There’s no magic bullet. But:
1) Find an agent or a publisher who might be interested in it.
Do your research. Look at the publishers of books similar to your MS. Check they accept unsolicited submissions. Use their website, or the Writers and Artists Yearbook or similar.
Sending your MS to people who don’t publish that genre is a waste of everybody’s time, particularly yours. It is, of course, possible that an editor at Harlequin will look at your poetry collection/history of the Hundred Years War/cookery book and say, ‘This is so amazing, we must find a way to publish it – let’s set up a completely new imprint!’ But it’s only possible in the sense that it’s possible somewhere in the universe there is a planet made entirely of snot: the principles of infinity dictate that it must happen, but I’m not expecting to see it in my lifetime. If the guidelines say, ‘We only publish short books (up to 20,000 words)’, I’m unlikely to change my mind for your 1.5 million word Suitable Boy fanfiction. If the agent says ‘no fantasy’ she means ‘no fantasy’ and if your fantasy is so brilliant that any agent would snap it up despite her seething hatred of all things elvish, still send it to agents who want to see fantasy.
2) Check the submission instructions and follow them.
Just do it, alright? If you can write a 50,000 word MS, you can read six lines of instructions. Or, to put it another way, if you can’t follow six lines of instructions, I’m going to query whether you can take editorial guidance.

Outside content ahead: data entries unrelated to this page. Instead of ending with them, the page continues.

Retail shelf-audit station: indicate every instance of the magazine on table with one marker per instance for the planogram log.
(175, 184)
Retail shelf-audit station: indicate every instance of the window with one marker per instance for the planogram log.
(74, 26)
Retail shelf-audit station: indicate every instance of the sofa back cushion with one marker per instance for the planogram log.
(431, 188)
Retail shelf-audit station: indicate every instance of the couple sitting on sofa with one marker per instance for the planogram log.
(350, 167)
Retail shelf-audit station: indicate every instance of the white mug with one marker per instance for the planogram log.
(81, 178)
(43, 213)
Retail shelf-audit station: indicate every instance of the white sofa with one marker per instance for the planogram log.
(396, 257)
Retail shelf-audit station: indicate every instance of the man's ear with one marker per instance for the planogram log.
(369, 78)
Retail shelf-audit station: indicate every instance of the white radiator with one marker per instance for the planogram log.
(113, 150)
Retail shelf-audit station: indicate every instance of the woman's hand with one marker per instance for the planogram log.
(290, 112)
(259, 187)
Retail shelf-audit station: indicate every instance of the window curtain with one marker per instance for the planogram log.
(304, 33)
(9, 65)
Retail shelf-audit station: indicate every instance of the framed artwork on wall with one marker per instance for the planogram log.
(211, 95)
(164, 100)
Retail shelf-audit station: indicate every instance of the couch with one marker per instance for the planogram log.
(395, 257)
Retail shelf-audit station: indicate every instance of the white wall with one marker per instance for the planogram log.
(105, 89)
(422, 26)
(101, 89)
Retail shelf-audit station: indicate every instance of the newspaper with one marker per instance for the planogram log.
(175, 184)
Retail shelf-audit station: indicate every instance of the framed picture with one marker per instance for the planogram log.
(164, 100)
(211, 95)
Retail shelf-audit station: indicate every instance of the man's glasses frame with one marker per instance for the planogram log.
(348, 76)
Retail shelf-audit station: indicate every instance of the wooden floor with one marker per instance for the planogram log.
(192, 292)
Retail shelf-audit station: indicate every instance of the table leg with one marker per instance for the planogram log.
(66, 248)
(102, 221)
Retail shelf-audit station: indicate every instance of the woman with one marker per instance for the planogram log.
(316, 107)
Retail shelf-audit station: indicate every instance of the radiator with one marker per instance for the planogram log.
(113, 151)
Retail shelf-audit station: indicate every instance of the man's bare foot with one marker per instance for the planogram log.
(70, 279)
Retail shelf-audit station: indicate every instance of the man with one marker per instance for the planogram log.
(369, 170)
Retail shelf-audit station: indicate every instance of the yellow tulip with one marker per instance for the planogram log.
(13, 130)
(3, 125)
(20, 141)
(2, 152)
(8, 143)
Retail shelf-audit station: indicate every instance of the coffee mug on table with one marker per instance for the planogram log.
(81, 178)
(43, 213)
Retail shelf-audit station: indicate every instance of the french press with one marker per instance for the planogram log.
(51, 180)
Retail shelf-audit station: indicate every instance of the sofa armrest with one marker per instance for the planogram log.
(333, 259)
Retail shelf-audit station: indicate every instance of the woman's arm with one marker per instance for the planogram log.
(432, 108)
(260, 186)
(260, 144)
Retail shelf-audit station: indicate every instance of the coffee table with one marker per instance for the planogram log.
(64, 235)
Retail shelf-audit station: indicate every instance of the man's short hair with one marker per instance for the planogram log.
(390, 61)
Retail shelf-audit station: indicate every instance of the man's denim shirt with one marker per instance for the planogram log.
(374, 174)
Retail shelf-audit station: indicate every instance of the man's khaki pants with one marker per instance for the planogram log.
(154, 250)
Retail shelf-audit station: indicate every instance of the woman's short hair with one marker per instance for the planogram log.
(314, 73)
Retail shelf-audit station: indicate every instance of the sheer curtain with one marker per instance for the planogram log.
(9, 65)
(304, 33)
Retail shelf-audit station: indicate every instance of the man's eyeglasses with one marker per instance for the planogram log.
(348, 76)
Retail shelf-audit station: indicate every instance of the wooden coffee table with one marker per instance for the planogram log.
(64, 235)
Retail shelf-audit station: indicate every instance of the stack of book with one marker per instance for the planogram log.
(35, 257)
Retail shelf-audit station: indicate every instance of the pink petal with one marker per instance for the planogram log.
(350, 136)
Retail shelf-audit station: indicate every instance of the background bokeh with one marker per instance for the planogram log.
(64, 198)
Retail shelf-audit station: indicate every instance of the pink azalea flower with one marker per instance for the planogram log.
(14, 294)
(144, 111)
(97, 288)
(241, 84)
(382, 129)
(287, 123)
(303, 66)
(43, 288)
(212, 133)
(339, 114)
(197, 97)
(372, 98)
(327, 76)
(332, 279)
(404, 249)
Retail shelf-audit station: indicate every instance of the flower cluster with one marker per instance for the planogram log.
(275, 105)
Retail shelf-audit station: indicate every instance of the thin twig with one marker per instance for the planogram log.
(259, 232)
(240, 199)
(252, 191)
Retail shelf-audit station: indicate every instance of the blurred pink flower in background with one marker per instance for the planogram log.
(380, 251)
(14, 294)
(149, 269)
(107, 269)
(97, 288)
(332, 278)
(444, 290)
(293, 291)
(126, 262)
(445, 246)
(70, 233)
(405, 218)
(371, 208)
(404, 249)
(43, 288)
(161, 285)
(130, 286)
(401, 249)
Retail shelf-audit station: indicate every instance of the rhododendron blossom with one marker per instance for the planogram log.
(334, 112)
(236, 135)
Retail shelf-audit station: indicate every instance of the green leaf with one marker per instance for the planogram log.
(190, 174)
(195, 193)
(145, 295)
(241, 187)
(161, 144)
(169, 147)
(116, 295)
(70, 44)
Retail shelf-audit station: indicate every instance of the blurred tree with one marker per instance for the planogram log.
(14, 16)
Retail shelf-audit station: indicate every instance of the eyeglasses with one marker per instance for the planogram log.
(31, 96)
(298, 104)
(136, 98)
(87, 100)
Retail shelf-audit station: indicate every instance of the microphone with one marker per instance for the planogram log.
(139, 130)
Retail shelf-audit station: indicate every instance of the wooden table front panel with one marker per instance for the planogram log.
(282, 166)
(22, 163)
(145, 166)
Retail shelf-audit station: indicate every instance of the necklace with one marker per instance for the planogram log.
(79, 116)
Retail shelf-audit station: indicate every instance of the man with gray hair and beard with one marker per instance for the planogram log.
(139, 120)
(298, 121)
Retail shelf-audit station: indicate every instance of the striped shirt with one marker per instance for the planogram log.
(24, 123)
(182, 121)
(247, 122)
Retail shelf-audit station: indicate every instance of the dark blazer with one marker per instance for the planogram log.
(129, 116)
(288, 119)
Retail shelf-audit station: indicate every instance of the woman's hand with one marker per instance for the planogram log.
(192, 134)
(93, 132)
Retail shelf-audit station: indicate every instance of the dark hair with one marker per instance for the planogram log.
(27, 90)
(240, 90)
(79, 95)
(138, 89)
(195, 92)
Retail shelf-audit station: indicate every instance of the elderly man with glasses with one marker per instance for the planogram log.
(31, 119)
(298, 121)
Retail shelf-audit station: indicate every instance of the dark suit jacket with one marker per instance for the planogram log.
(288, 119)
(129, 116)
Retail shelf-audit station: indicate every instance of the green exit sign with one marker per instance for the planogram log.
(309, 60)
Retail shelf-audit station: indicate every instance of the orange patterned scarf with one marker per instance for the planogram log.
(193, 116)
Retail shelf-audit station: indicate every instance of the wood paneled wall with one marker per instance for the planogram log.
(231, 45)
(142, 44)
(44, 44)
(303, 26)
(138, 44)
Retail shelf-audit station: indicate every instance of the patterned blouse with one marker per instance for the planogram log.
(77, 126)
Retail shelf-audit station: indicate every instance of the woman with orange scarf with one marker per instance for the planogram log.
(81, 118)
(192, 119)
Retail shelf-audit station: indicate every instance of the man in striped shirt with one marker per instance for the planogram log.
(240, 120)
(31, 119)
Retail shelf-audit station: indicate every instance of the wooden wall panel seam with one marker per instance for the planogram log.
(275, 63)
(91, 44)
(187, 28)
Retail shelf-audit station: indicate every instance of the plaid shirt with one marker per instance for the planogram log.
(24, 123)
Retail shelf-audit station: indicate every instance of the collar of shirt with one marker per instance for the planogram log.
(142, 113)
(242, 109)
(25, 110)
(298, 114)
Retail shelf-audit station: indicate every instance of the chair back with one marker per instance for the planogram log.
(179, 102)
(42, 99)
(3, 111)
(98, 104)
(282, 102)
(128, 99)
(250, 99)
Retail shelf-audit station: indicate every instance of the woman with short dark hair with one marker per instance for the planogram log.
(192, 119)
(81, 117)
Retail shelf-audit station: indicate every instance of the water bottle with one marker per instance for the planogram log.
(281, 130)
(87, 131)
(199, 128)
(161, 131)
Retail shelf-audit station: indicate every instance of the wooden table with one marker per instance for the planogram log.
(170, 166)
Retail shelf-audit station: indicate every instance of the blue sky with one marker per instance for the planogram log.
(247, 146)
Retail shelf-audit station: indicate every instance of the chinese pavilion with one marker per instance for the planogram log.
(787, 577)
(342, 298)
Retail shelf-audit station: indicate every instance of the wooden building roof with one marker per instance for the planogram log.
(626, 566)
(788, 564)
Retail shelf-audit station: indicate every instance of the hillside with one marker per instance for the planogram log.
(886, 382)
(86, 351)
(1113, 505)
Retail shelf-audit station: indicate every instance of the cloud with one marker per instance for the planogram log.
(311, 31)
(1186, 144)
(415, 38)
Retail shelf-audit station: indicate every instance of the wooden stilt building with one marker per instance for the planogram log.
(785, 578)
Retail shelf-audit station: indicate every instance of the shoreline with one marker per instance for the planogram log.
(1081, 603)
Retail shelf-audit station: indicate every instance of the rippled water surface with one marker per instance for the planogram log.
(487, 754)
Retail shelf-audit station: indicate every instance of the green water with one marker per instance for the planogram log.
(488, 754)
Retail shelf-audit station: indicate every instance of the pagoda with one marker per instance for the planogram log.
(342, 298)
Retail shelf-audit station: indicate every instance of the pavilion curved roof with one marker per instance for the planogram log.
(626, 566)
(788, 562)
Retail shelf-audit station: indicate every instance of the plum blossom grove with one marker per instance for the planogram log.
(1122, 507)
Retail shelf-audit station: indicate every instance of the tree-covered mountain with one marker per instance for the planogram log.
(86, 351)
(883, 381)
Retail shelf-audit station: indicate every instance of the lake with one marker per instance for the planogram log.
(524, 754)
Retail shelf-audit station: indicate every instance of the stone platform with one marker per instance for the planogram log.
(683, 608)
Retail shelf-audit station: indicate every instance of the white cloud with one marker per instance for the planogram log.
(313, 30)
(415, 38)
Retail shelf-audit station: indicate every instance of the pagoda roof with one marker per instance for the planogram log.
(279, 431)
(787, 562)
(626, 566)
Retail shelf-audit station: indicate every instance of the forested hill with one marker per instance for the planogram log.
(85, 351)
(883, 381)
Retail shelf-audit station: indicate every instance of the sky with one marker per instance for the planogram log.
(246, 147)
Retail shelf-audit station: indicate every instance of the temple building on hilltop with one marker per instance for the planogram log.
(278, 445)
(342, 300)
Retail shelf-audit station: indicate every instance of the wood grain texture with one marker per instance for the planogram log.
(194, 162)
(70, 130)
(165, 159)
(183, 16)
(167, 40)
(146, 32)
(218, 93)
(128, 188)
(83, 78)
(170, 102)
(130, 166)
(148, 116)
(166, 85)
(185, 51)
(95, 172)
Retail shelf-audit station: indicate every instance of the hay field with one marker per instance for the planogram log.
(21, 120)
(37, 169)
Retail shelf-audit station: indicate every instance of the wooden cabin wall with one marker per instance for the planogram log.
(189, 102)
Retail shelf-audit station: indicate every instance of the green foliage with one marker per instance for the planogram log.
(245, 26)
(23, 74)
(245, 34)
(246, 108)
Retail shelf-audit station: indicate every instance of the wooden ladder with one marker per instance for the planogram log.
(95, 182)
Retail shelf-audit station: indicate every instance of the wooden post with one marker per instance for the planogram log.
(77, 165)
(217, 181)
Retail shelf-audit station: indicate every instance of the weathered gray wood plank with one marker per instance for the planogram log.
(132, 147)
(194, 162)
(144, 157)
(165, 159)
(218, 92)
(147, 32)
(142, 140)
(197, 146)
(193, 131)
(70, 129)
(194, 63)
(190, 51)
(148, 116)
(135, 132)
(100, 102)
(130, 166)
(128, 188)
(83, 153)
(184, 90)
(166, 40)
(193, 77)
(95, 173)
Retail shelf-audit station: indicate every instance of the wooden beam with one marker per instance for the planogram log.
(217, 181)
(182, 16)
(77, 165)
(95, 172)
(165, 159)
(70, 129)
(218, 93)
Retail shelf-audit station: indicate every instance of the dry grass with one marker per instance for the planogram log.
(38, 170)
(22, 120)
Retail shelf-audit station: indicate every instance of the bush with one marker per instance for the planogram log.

If the ed asks for double spacing, then double space*. If it says ‘attachments in .rtf format, then find out how to save as RTF format**. If it says ‘first three chapters only’ then don’t send all of it***, or chapters 4-7****.
* My eyes hurt.
** I’m guessing they work on a crappy old Mac.
*** I suppose this makes no difference with electronic subs but it’s annoying as hell with paper. I have enough paper in my life.
**** …because you might as well say ‘Chapters 1-3 are awful.’
3) Don’t ‘make your MS stand out’ by doing damn fool things like putting glitter in an envelope, printing your work on deep red paper, enclosing topless glamour shots of yourself or pretending to be a rabbit complete with rabbit author photo and letter pp’d for Mr Flopsy.
None of this will be new to anyone interested in getting published. But if I had a pound for every lovingly crafted, sweated-over MS that I drop in the reject pile because it’s just not for my list, or it’s arrived in WordStar and I can’t open it, I’d be able to afford sorely-needed therapy. You may think the guidelines are picky or trivial or pointless; you may have heard from someone on the internet that editors put them there to weed out the people who don’t have the imagination and tenacity to ignore them (this…just…no); you may believe that only the writing matters and your story’s quality will shine through no matter how it is presented.
All I’m saying is, I’m a commissioning editor, and I made it my business to follow the submission guidelines exactly.